Le Congrès pour la démocratie et le progrès (CDP) a organisé, le dimanche 23 juin 2019, à Ouagadougou, une rencontre avec ses secrétaires généraux des provinces et communes du pays. Les échanges ont été perturbés par un groupe de jeunes.

C’est sous haute surveillance de la Compagnie républicaine de sécurité (CRS), que la direction du Congrès pour la démocratie et le progrès (CDP) a rencontré, le dimanche 23 juin 2019, au stade du 4-Août, à Ouagadougou, les secrétaires généraux de ses sections provinciales et communales du pays. Initialement prévue à 9 heures, la rencontre a failli être empêchée, selon une source interne au parti, par plus d’une cinquantaine de jeunes. Ceux-ci ont voulu s’opposer à la tenue de la rencontre, brisant les fenêtres de la salle devant abriter les travaux. Appelée de toute urgence, la CRS a sécurisé les lieux et la rencontre a pu se tenir. Pour le président du CDP, Eddie Komboïgo, à la suite de la suspension, par décision de justice, du congrès extraordinaire devant régulariser le Bureau politique national (BPN), le Bureau exécutif national (BEN) s’affaire à ramener le BPN de 1004 à 600 membres. «Nous ne pouvons pas faire une commission ou enlever seuls le nom de telle ou telle personne. C’est pourquoi, nous avons appelé l’ensemble de nos SG des 45 provinces et des 370 communes et arrondissements pour discuter et voir qui, il faut enlever pour revenir aux 600 noms», a-t-il expliqué. Et de soutenir que les mêmes frondeurs, qui ont animé des conférences de presse pour dénigrer et insulter la direction du parti, ont instrumentalisé des jeunes pour troubler la réunion. «Nous nous demandons à quel but si ce n’est pour liquider le parti», a précisé M. Komboïgo.
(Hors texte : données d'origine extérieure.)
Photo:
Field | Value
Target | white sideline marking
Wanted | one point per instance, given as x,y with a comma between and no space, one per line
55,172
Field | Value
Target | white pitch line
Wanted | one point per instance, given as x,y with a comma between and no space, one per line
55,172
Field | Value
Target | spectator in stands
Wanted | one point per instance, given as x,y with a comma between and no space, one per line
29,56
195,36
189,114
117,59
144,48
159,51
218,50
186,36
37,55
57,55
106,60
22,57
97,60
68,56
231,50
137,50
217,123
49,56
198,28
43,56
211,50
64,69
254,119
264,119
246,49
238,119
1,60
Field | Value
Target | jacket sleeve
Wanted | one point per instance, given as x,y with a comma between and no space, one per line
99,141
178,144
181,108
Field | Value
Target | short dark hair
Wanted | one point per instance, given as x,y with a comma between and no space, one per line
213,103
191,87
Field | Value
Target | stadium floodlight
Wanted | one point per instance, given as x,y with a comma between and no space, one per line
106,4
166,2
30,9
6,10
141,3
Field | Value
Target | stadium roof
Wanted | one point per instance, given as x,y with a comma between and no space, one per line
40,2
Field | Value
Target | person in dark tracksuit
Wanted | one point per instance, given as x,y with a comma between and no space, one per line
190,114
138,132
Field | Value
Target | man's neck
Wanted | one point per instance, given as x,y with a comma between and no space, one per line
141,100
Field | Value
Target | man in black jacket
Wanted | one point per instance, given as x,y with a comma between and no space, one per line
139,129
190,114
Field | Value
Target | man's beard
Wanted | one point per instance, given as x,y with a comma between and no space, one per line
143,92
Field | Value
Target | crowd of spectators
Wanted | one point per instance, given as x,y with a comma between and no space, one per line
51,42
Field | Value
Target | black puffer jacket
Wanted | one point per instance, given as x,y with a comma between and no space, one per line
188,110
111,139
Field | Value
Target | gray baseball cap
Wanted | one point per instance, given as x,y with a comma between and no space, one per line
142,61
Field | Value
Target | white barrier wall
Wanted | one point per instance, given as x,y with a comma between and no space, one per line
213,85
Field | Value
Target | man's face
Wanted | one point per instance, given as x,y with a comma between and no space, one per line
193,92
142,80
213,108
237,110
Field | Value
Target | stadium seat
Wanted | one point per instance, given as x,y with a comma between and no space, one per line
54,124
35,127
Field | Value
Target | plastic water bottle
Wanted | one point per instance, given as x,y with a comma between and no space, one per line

Quant aux décisions qui seront prises lors de la rencontre, le président du CDP a indiqué que la réunion ne se tient pas pour sanctionner qui que ce soit. «Nous allons délibérer parce que nous sommes venus pour nous concerter pour décider de ce qu’il faut faire pour réduire le nombre de membres du BPN. Plus tard, les instances pourraient se réunir et s’il y a une sanction à prendre, nous n’hésiterons pas», a-t-il dit. Eddie Komboïgo a donc appelé l’ensemble des militants du CDP à rester «sereins» et «unis» derrière la direction du parti, parce que des solutions seront trouvées. «Rien n’arrêtera le CDP dans sa marche pour la conquête du pouvoir en 2020», a-t-il fait savoir.
A l’entame de la rencontre, le premier vice-président, Achille Tapsoba, a fait à l’assistance, la genèse de la «pagaille» au sein du parti, mise au compte de certains cadres qui soutiennent la candidature de Kadré Désiré Ouédraogo à la présidentielle de 2020.